You can review the data preparation section for the student data above for an example.

Add comments (lines starting with a "#") giving a brief description of your view on the observed results. Make sure to include, in one or two sentences in each case, the following:

  1. A clear description why you selected the indicator.
  • What your expectation was before including the data.
  • What you think the results may indicate.

Important:

  • Only the external data needs to be prepared. You do not need to prepare the student dataset again. Just use the student data that you prepared above and join this to the new dataset you sourced.
  • Only plot the mean values for your selected indicator (not the standard deviation values).

In [ ]:
# Your solution here
# Note: Break your logic using separate cells to break code into units that can be executed 
# should you need to review individual steps.


Exercise 1 End.

Exercise complete:

This is a good time to "Save and Checkpoint".

1.2 Using Wikipedia as a data source

To demonstrate how quickly data can be sourced from public, "untrusted" data sources, you have been supplied with a number of sample scripts below. While these sources contain distinctly rich datasets, which you can acquire with minimal effort, they can be amended by anyone, and may not be 100% accurate. In some cases, you will have to manually transform the datasets, while in others, you might be able to use pre-built libraries.
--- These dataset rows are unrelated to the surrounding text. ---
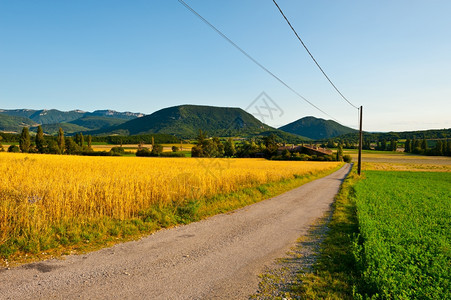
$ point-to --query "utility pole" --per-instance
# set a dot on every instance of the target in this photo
(359, 166)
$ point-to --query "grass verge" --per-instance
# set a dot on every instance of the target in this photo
(75, 237)
(322, 264)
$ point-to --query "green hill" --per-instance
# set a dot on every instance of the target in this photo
(68, 128)
(14, 123)
(185, 121)
(95, 122)
(316, 129)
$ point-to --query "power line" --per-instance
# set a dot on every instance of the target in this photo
(311, 55)
(253, 59)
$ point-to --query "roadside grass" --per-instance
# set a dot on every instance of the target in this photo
(405, 238)
(79, 234)
(322, 264)
(415, 167)
(387, 237)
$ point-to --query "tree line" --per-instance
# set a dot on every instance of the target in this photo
(441, 147)
(269, 147)
(58, 145)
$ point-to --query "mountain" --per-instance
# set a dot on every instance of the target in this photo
(14, 123)
(115, 114)
(316, 129)
(53, 116)
(185, 121)
(45, 116)
(92, 122)
(68, 128)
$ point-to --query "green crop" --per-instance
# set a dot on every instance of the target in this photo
(404, 220)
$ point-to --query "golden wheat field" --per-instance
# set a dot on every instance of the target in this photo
(39, 192)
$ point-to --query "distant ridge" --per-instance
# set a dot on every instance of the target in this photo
(71, 121)
(186, 120)
(316, 128)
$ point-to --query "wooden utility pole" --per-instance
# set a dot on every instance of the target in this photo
(359, 166)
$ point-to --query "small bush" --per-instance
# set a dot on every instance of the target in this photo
(347, 158)
(14, 149)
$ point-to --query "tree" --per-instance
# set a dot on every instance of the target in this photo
(229, 148)
(61, 141)
(157, 149)
(13, 148)
(438, 150)
(71, 147)
(424, 144)
(340, 153)
(39, 140)
(393, 145)
(24, 140)
(271, 145)
(408, 146)
(90, 143)
(79, 140)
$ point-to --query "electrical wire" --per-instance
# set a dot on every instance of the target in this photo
(253, 59)
(311, 55)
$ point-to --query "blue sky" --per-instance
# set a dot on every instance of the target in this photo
(392, 57)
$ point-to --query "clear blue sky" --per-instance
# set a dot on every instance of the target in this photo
(392, 57)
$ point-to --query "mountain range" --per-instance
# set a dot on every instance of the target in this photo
(183, 121)
(316, 128)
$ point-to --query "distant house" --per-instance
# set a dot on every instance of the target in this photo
(307, 149)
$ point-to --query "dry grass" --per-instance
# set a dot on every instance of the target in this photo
(166, 147)
(399, 161)
(52, 199)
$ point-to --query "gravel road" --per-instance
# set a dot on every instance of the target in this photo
(217, 258)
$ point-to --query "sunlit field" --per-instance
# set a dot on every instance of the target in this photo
(51, 200)
(134, 147)
(400, 161)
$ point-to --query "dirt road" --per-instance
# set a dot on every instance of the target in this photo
(218, 258)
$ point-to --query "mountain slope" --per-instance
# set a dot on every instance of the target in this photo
(68, 128)
(54, 116)
(316, 129)
(93, 122)
(14, 123)
(185, 121)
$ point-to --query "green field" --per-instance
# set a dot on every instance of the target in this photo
(404, 220)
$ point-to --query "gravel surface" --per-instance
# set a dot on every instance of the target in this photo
(217, 258)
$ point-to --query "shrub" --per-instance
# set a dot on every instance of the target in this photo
(117, 151)
(13, 148)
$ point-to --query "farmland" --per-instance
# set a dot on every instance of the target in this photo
(53, 203)
(388, 236)
(404, 220)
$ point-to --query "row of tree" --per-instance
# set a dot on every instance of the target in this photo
(60, 145)
(214, 147)
(268, 147)
(441, 147)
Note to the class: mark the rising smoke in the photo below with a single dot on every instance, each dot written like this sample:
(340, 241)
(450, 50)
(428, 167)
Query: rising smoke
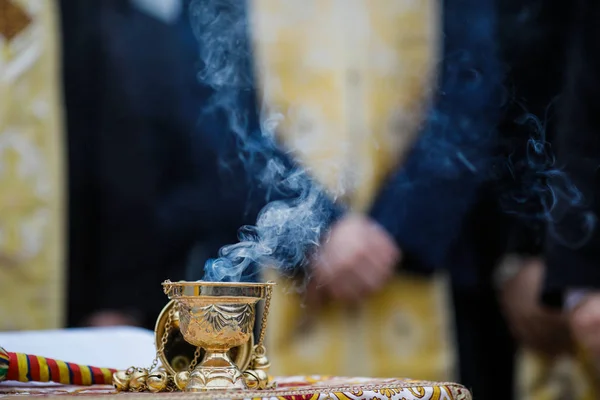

Execute the code cells below before completing Exercise 2.


In [ ]:
# Display MIT page summary from Wikipedia 
print(wikipedia.summary("MIT"))

In [ ]:
# Display a single sentence summary.
wikipedia.summary("MIT", sentences=1)

In [ ]:
# Create variable page that contains the wikipedia information.
page = wikipedia.page("List of countries and dependencies by population")

# Display the page title.
page.title

In [ ]:
# Display the page URL. This can be utilised to create links back to descriptions.
page.url


Exercise 2 Start.

Instructions

After executing the cells for the Wikipedia example in Section 1.2, think about the potential implications of using this "public" and, in many cases, "untrusted" data source when doing analysis or creating data products.

Please compile and submit for evaluation a list of three pros and three cons.

Note: Your submission can be a simple markdown list using the syntax provided below.

Add your answer in this markdown cell. The contents of this cell should be replaced with your answer.

Submit as a list:

  • Pros:
    • Description 1
    • Description 2
    • Description 3
  • Cons:
    • Description 1
    • Description 2
    • Description 3


Exercise 2 End.

Exercise complete:

This is a good time to "Save and Checkpoint".

2. Submit your notebook

Please make sure that you:

  • Perform a final "Save and Checkpoint";
  • Download a copy of the notebook in ".ipynb" format to your local machine using "File", "Download as", and "IPython Notebook (.ipynb)"; and
  • Submit a copy of this file to the Online Campus.